Cricket’s oldest rivalry is all set to get under way tomorrow (21 July)—the Ashes. Forget about England’s supremacy and Australia’s inexplicable inability to pull themselves out of sticky situations in the recently-concluded triangular series—when it comes to the five-day version, it is a different story altogether.
This time around, though, England have a bit of a swagger about themselves. And many people, with Ian Botham deserving special mention, believe that they have what it takes to give Australia a dose of their own medicine. Which, actually, is a pretty usual story at the start of every Ashes series! And the fact that it makes grown men (I deliberately use the term ‘men’ as opposed to ‘people’) behave like schoolchildren, thinking that what it takes to beat the Aussies is to stare them down and have a filthier vocabulary!

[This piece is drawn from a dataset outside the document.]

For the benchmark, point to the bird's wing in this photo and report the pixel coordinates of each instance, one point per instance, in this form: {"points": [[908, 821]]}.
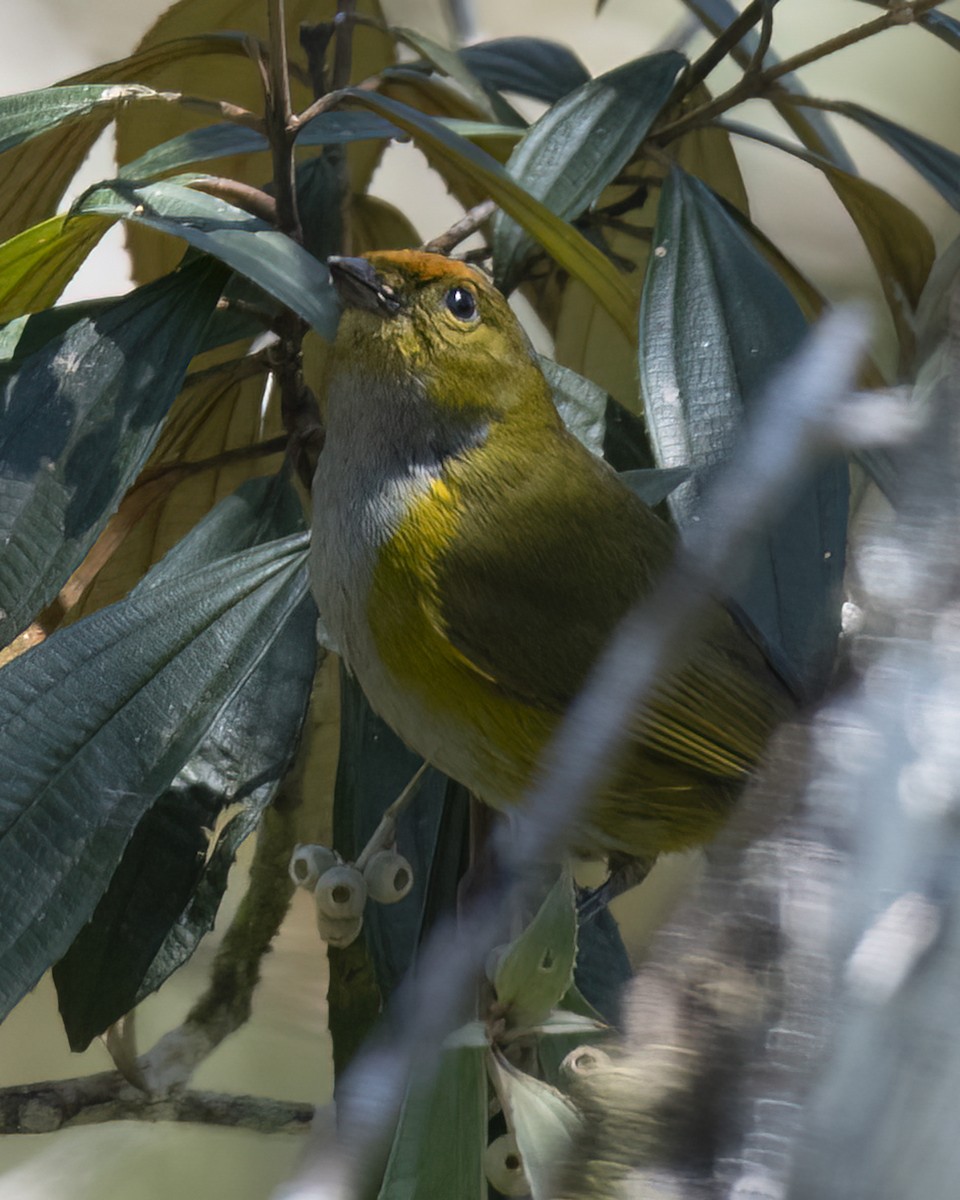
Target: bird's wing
{"points": [[547, 563]]}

A case in point is the Hayden/Jones incident, after which, if delighted English commentators are to be believed, the Australian opener has ‘not been himself’. If it were so easy, England would have long since won the Ashes back! The truth is, the Aussies do play some great cricket—and that remains true whether they do it with their eyes downcast or with their middle fingers in the air.
Some of the delighted rumblings about Australia beginning to lose it, as evidenced by their loss to Bangladesh in a one-day game, has been toned down given that they quite comprehensively beat England in the three-match series that followed. England’s new blue-eyed boy is Kevin Pietersen, the South African-born middle-order batsman who chose to turn his back on the latter because of their racial selection policies. And he comes in to replace veteran Graham Thorpe—which I am not convinced is a balanced equation. Pietersen appears a bit ‘my bark is just as good as my bite’, and true that it takes all sorts, but there is a fine line between arrogance and actual performance.
And while England might cry themselves hoarse that Ashley Giles is an attacking spinner, I’d like to know which other Test side would select him! Geraint Jones’ batting may be impressive, but as a wicketkeeper there is room for improvement. Among the new guys, Andrew Strauss is the only one I would be inclined to back. Of course, with the old guard of Marcus Trescothick (who I think should be captain) and Vaughan around, there is adequate backbone in the side. I’m pretty sure Stephen Harmison, Simon Jones and so on will all have their good days.
The trouble is, so will Matthew Hayden, Ricky Ponting, Simon Katich, Adam Gilchrist, Glenn McGrath, Shane Warne, Jason Gillespie, Brett Lee… well, you get the drift!
In case the impossible does happen and England win the Ashes back, or at least put up a good fight, it will be because they played out of their skins, beyond their ability. Not because they slapped their chests and notified their opponents of the strange relationships in their respective families.